The following article first appeared in The Echo of Cantley Volume 33 no 11, June 2022. This article is made available for the enjoyment of others with the express permission of the Echo of Cantley.
The house at 39 River Road was once the home of the James Albert Wilson family. Its land, the north half of Lot 10 in Range 11, was originally owned by Robert Allen.
Henry Wilson was originally from Fitzroy Township, Ontario. He joined other already established pioneers at what was later called Wilson’s Corners around 1864. He and his wife, Frances Mulligan from Huntley Township, Ontario, raised a large family and undertook many businesses to serve the needs of the surrounding community.
James Albert was their first born in 1862. He married Catherine Cooper, daughter of James Cooper and Martha Maxwell of Cantley, in 1884. They settled and farmed on the 39 River Road property where they raised their family of 14 children.
Dolores Allen, a granddaughter of James Albert and Catherine, generously shared some of her childhood memories with us, as follows:
James Albert was a rather short, almost bald, spare man.
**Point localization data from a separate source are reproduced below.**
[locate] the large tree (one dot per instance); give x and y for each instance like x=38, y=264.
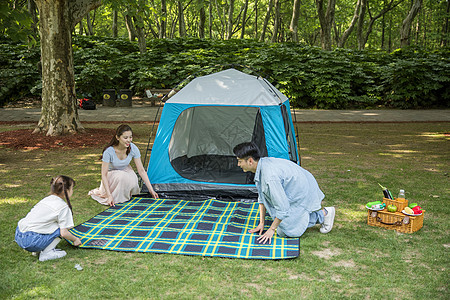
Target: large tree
x=59, y=108
x=405, y=31
x=326, y=19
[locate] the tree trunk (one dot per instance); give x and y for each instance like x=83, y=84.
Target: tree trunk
x=139, y=25
x=90, y=30
x=114, y=26
x=406, y=25
x=130, y=27
x=32, y=10
x=163, y=23
x=326, y=19
x=59, y=113
x=230, y=20
x=201, y=23
x=210, y=19
x=266, y=21
x=276, y=24
x=350, y=28
x=445, y=27
x=293, y=27
x=360, y=29
x=256, y=19
x=182, y=25
x=244, y=19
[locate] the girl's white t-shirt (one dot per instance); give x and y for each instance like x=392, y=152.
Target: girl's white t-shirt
x=47, y=215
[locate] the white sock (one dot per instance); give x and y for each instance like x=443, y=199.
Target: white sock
x=52, y=245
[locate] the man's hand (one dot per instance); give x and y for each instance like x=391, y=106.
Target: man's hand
x=258, y=229
x=267, y=236
x=77, y=242
x=154, y=194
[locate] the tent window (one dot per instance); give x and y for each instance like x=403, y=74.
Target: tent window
x=201, y=145
x=290, y=137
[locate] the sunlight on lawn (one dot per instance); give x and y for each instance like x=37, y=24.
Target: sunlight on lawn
x=15, y=200
x=36, y=292
x=87, y=156
x=435, y=135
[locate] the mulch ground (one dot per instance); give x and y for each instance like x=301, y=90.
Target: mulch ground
x=24, y=139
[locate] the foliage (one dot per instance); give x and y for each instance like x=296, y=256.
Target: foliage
x=18, y=71
x=15, y=24
x=309, y=76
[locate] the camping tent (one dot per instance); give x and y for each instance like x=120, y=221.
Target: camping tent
x=200, y=125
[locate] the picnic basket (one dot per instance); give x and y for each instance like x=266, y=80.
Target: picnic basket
x=395, y=220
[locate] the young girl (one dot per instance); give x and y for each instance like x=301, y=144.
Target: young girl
x=119, y=181
x=50, y=219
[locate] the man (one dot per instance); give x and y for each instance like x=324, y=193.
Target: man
x=289, y=193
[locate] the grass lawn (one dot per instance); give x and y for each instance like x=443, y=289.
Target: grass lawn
x=353, y=261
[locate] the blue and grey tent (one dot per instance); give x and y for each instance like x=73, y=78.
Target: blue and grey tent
x=199, y=126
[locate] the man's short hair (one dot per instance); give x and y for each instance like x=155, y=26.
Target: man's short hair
x=246, y=150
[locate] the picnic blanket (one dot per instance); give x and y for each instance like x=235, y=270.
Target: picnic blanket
x=208, y=228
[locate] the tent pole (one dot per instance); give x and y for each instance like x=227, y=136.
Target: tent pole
x=297, y=136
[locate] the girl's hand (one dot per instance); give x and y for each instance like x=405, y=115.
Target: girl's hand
x=110, y=201
x=77, y=242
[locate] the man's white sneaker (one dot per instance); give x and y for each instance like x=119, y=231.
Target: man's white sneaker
x=328, y=220
x=52, y=254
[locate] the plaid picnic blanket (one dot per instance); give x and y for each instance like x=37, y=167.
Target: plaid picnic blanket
x=208, y=228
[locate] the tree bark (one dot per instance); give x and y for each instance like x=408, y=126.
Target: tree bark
x=139, y=25
x=326, y=19
x=293, y=27
x=360, y=29
x=266, y=21
x=182, y=25
x=276, y=23
x=163, y=22
x=90, y=30
x=445, y=27
x=114, y=25
x=130, y=27
x=230, y=20
x=32, y=10
x=201, y=23
x=350, y=28
x=59, y=113
x=210, y=17
x=244, y=19
x=406, y=25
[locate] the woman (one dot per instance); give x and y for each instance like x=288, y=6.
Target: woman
x=119, y=181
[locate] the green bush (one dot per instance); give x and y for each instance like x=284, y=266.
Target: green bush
x=309, y=76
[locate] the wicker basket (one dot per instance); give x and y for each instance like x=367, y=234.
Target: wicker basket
x=396, y=221
x=400, y=203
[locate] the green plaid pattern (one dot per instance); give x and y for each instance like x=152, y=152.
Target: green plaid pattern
x=208, y=228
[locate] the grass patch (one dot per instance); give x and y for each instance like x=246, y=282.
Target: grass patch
x=352, y=261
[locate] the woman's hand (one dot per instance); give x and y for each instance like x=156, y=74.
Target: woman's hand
x=77, y=242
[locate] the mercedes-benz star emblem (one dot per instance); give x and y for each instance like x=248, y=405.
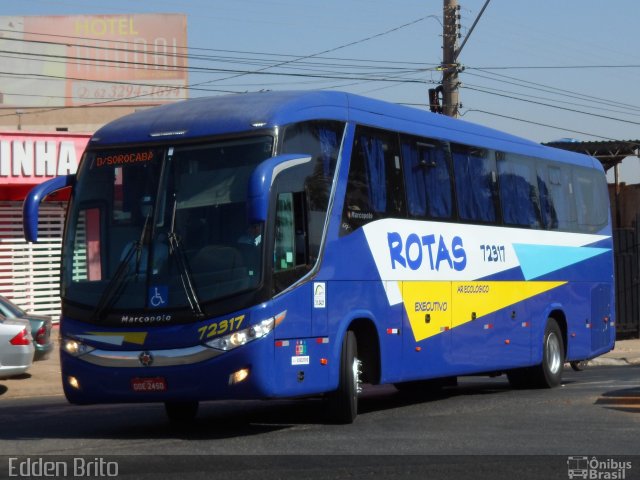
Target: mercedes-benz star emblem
x=146, y=359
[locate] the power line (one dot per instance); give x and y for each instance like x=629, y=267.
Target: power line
x=553, y=90
x=536, y=123
x=552, y=106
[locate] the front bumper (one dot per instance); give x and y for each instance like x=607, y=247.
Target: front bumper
x=195, y=373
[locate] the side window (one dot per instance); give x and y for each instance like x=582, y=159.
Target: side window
x=290, y=248
x=284, y=246
x=560, y=191
x=547, y=206
x=321, y=140
x=592, y=202
x=474, y=170
x=374, y=187
x=427, y=178
x=86, y=264
x=517, y=178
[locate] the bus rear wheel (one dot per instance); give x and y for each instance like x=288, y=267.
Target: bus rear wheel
x=549, y=373
x=181, y=412
x=342, y=405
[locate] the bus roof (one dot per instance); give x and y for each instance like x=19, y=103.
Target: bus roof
x=238, y=113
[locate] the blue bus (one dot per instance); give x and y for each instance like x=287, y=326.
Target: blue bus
x=295, y=244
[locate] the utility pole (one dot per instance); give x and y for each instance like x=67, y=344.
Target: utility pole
x=450, y=33
x=450, y=66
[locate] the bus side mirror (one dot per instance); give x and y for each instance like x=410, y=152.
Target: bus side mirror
x=262, y=179
x=32, y=203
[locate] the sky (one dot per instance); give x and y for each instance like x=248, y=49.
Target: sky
x=543, y=69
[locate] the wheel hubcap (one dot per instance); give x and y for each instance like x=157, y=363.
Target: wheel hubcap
x=357, y=370
x=554, y=359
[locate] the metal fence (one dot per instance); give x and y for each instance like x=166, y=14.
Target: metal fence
x=626, y=248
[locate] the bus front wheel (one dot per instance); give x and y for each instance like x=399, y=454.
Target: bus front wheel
x=342, y=404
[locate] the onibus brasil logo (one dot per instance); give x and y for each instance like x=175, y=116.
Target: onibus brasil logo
x=594, y=468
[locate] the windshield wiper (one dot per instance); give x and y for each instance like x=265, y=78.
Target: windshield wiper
x=175, y=247
x=118, y=280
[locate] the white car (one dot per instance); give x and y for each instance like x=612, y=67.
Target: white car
x=16, y=346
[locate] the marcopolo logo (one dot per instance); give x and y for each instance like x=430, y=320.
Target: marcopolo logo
x=426, y=252
x=592, y=468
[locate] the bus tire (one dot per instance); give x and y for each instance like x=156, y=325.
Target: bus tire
x=342, y=404
x=579, y=365
x=549, y=373
x=181, y=412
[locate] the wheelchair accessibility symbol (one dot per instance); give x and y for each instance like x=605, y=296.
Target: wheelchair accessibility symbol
x=158, y=296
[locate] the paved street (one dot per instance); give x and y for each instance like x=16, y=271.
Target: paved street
x=594, y=412
x=482, y=416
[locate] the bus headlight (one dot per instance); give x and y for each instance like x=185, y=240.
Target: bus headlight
x=75, y=347
x=242, y=337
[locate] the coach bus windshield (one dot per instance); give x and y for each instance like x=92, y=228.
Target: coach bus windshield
x=162, y=228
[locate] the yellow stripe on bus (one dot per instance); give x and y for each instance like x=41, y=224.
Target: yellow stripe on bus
x=434, y=307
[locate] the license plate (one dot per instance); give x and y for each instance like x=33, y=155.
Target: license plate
x=154, y=384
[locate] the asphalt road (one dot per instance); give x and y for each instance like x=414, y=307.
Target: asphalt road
x=596, y=411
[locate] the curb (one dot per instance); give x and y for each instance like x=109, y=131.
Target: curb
x=614, y=362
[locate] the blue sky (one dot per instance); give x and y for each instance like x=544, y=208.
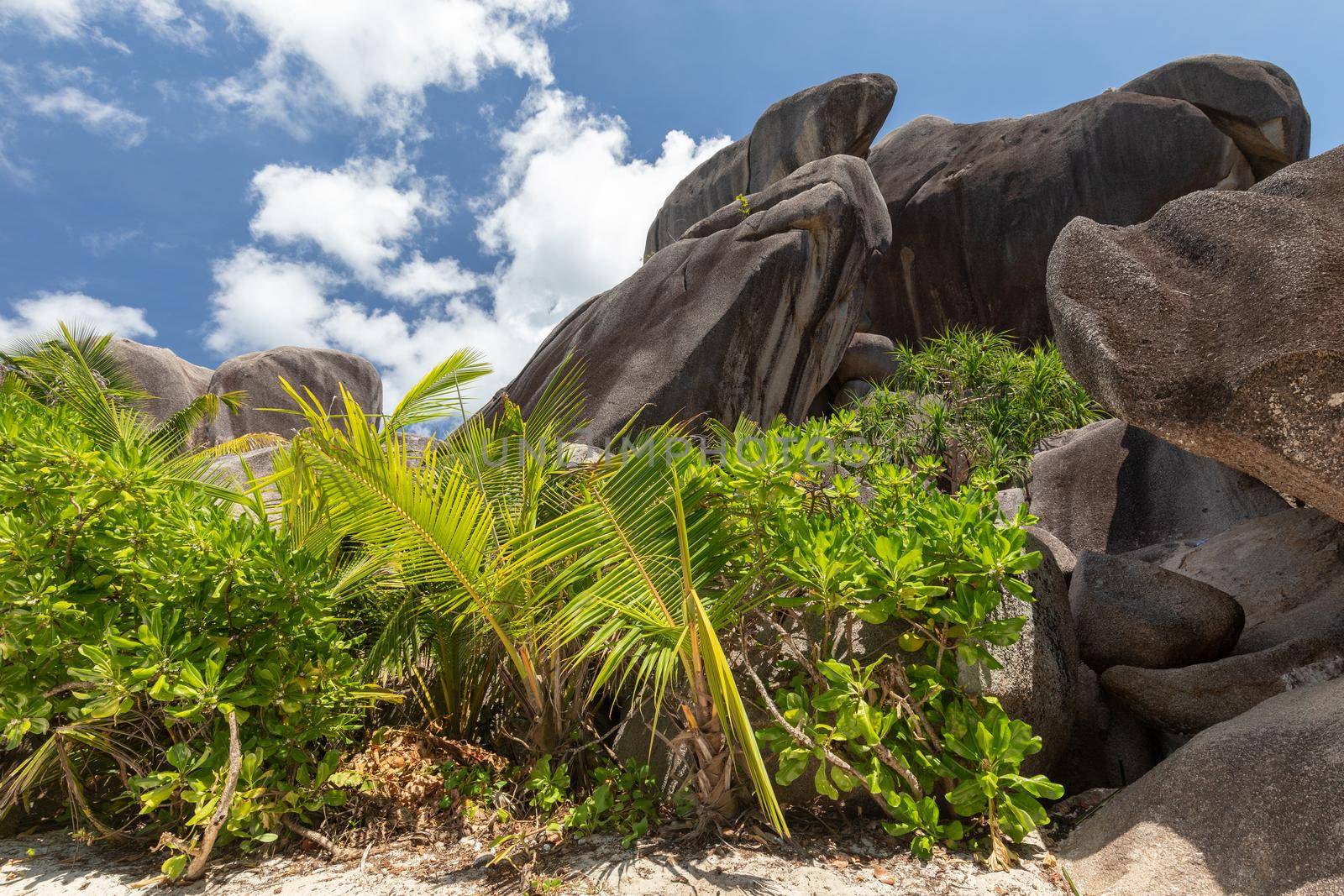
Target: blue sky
x=407, y=176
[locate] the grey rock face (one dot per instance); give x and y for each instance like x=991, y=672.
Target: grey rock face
x=1137, y=614
x=320, y=369
x=839, y=117
x=1285, y=570
x=869, y=358
x=1109, y=746
x=1037, y=681
x=1195, y=698
x=1249, y=806
x=1113, y=488
x=1216, y=325
x=743, y=316
x=976, y=207
x=174, y=382
x=1257, y=103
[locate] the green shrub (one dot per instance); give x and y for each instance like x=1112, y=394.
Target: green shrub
x=877, y=591
x=138, y=617
x=972, y=401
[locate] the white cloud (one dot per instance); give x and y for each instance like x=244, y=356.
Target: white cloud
x=262, y=301
x=74, y=19
x=568, y=221
x=358, y=212
x=380, y=63
x=17, y=172
x=418, y=280
x=45, y=311
x=573, y=208
x=101, y=117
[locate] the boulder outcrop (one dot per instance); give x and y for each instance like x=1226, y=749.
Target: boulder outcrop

He was very interested in mining, an interest possibly inherited since his great-great grandfather was once in the iron mining business in Scotland. James Albert had a few mica mines across the road from the farmhouse for some years that were abandoned after his death. In October 1919, James Albert died of injuries suffered when a tree fell on him.
His wife Catherine was a quiet woman, not given to displays of affection. She knew sadness. One of her children, Edgar Albert died at the age of two. Another son, Roy Orville drowned in the Eaton Chute, located at the end of River Road in the Gatineau River, at the age of 17, just two years after his father died. When her husband died, Catherine still had four children under 20. She took on running the farm with some of her older sons.
In 1915, Dolores’ father, then 15-year-old Harvey, decided to join the Army. He arrived home in uniform, complete with spurs. His true age was soon discovered so he was quickly discharged without ever leaving Canada.
As a family man, Harvey took Dolores and her brother, Donald, to the homestead on summer Sunday afternoons. There were usually many aunts, uncles and cousins present. The aunts would be inside chatting to “Mother” while the men stood around outside visiting or admiring her Uncle Neil’s latest automobile, always polished and cleaned to perfection. For the children, the highlight of the visit was when their Uncle Tom took all the young cousins into the machine shed and weighed them on the large platform scale using its removable weights. Her Uncle Tom was a gentle fellow and used to like to sit in the field of his property by the river at the end of River Road just to watch the sunsets.
The road from the “Interprovincial” Alexandra Bridge to the Alonzo Wright Bridge was paved. Once across the narrow iron Wright bridge it was all gravel which could get quite rough and “washboard-y” by the end of a dry summer. There were two or three steep gullies on the road then. The family’s1928 Oldsmobile picked up quite a speed on the way down these hills, prompting the cry, “Hey, Dad, a door just fell off!” and his reply, “Don’t worry, we’ll pick it up on the way home, and if either of you fall out, stay where you are.”
Their old home is now in other hands but the many happy and sad memories are forever in the hearts and minds of the Wilson family descendants.